From left, University of Texas research scientist Katherine Romanak, student Anne Streb, student Saira Waheed and Tim Dixon, general manager of the IEA Greenhouse Gas R&D Programme at the Carbon Capture and Storage Summer School being held in Regina SK..
"This is a global problem and it's going to take us all to solve it, and this is one of the main technologies that can really take a bite out of climate change."
by Lynn Giesbrect
Dozens of the world’s brightest scientific minds are gathered at the University of Regina this week for a summer school program, studying how to capture and store carbon effectively in an effort to reduce greenhouse gas emissions.
Forty students from 20 countries, along with 28 industry experts, are taking part in the 13th annual International Energy Agency Greenhouse Gas R&D Programme, a not-for-profit technology collaboration program.
Anne Streb is a PhD student focusing on carbon capture methods at ETH Zurich in Switzerland. As someone who specializes in one specific area of the broad carbon capture and storage (CCS) field, she came to the program with lots of unanswered questions about other aspects of the industry.
“I know far too little about storage for example. I know far too little about regulations, about how to speak to people about it … so for me it’s really important to be here and have the opportunity to ask everybody all those questions that people always ask me,” she said.
“One of the most interesting parts about CCS and also about the major challenges is that it requires so many disciplines to work together and that’s just something that I’ve always felt like I cannot really explain CCS to anybody without understanding all the rest about it.”
Saira Waheed, a PhD student focusing on carbon storage at the University of New South Wales in Australia, also came hoping to gain a better understanding of the other pieces to the CCS puzzle.

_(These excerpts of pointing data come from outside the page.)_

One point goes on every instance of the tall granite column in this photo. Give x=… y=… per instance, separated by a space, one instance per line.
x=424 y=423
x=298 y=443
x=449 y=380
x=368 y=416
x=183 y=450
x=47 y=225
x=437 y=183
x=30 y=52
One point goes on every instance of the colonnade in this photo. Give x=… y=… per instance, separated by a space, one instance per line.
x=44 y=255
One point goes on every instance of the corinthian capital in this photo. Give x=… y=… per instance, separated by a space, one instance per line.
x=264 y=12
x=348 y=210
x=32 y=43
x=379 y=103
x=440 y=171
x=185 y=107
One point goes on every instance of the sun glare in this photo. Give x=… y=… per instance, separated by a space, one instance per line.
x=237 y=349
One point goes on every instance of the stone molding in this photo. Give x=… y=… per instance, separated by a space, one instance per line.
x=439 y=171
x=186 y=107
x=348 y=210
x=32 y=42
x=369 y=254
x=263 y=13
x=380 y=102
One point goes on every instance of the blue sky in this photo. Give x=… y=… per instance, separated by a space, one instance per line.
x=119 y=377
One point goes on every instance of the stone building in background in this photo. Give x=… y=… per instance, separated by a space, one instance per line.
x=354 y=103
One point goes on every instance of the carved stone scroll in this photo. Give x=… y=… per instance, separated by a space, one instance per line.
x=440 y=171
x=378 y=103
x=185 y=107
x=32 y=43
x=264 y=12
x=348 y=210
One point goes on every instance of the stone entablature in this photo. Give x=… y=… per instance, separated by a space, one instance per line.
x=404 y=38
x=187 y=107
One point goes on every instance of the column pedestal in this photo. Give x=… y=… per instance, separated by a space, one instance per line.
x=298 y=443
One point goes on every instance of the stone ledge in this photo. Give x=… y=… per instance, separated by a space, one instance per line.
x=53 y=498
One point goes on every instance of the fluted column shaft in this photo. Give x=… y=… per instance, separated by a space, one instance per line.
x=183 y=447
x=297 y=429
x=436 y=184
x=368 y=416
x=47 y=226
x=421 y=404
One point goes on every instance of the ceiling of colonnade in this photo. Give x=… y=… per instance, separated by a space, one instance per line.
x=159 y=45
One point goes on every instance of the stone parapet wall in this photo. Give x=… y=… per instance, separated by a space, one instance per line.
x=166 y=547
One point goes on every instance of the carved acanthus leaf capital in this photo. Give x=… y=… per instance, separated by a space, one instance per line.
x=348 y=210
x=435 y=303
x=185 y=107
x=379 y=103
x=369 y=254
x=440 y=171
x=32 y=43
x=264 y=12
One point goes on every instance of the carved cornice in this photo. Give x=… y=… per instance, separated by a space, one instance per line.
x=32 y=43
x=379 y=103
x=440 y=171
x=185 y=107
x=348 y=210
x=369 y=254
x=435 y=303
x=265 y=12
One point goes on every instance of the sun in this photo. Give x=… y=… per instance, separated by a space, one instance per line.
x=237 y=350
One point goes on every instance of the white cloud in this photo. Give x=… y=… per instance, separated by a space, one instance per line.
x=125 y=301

“Storage is only one story, it’s only one side … It’s not only one discipline’s job. It’s all disciplines should be joined together,” she said. An unexpected lesson she has already learned is just how big of a problem carbon dioxide truly is.
“CO2 is really damaging our environment and if we don’t take it seriously, our future generation is going to suffer from it,” she said.
These are exactly the lessons the program’s general manager Tim Dixon wanted students to take away from the week, and noted this type of learning was the reason behind the program’s creation.
“We saw a gap and a need for some education that brought together the whole CCS chain, because it’s quite a diverse chain … geologists at one end to chemical engineers at the other and everything in between,” said Dixon.
University of Texas at Austin research scientist Katherine Romanak has been a speaker and mentor at the summer school for the past seven years. Shen described the summer school program as “one of the most impactful” programs in dealing with CCS because of its global reach.
“This is a global problem and it’s going to take us all to solve it, and this is one of the main technologies that can really take a bite out of climate change,” she said.
“I’m here not only to provide my expertise for their learning, but also to learn from them because they literally are the best and brightest young professionals in the world in CCS technology.”
Each year the week-long program is held in a different city around the world. Regina is the only repeat host, with this being its third year.
“This is the best place in the world to host a CCS summer school because Regina is a global centre of excellence and expertise in CCS, because you’ve got two significant projects here,” said Dixon, naming the Boundary Dam’s carbon capture facility and the Weyburn‐Midale CO2 Monitoring and Storage Project.
The program runs at the U of R through Saturday. On top of lectures from experts and a chance to rub shoulders with other students from around the world, participants also have the opportunity to tour Boundary Dam to see how an existing carbon capture and storage facility operates.